On the long list of things in academic writing that make me cringe is – of course – the use of active form, incorrect use of insufficient biographies, and frivolous acknowledgements.

I’m currently reviewing a paper for a journal, which brings forth in spades another linguistic detail that should (and, easily can) be avoided. I am, of course, not going to reveal which paper or which journal – that would go agains the code-of-ethics for reviewing academic papers (which, sadly, not all publication houses respect), so I hit up my favorite search engine for a public example, and the first result was from this paper (which I haste to say is otherwise interesting):

This section focuses on another aspect of Pastry’s routing performance, namely its properties with respect to locality. We will show that the route chosen for a message is likely to be “good” with respect to the proximity metric…

The next example is from this paper (which I didn’t actually read beyond the abstract):

Abstract – This paper focuses on performance investigation of reactive and proactive MANET routing protocols, namely AODV, DSR, TORA and OLSR

Emphasis is, in both cases, mine. “Focuses on something” means “to give of attention to” that something – and choosing to do so (or not) is an act that requires awareness, and the ability to make a choice.

Thus, the authors of a paper, or of a section, can chose – in their study, or in their writing – to focus on something specific. I don’t suspect (even with the hypothesis of development of universal AI) that “sentience” is going to be an attribute associated with a section in a paper: it simply reports what the authors have written – which, of course, will be reflective of what the authors have focused on.

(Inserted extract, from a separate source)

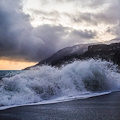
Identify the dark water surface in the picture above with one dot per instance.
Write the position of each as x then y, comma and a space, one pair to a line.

It’s an easy rephrasing to avoid ascribing sentience to sections and papers – for example:

This section presents a study of another aspect of Pastry’s routing performance, namely its properties with respect to locality. It will also show that the route chosen for a message is likely to be “good” with respect to the proximity metric…

And:

Abstract – This paper reports the result of a performance investigation of reactive and proactive MANET routing protocols, namely AODV, DSR, TORA and OLSR

As I have written before, while I do try to instil these writing habits into my own students, and endeavour to respect them in papers to (co-) author, I am an engineer…so, I “play the ball, not the (wo)man”:  when reviewing a paper and recommending acceptance or publication, I focus on only the scientific content.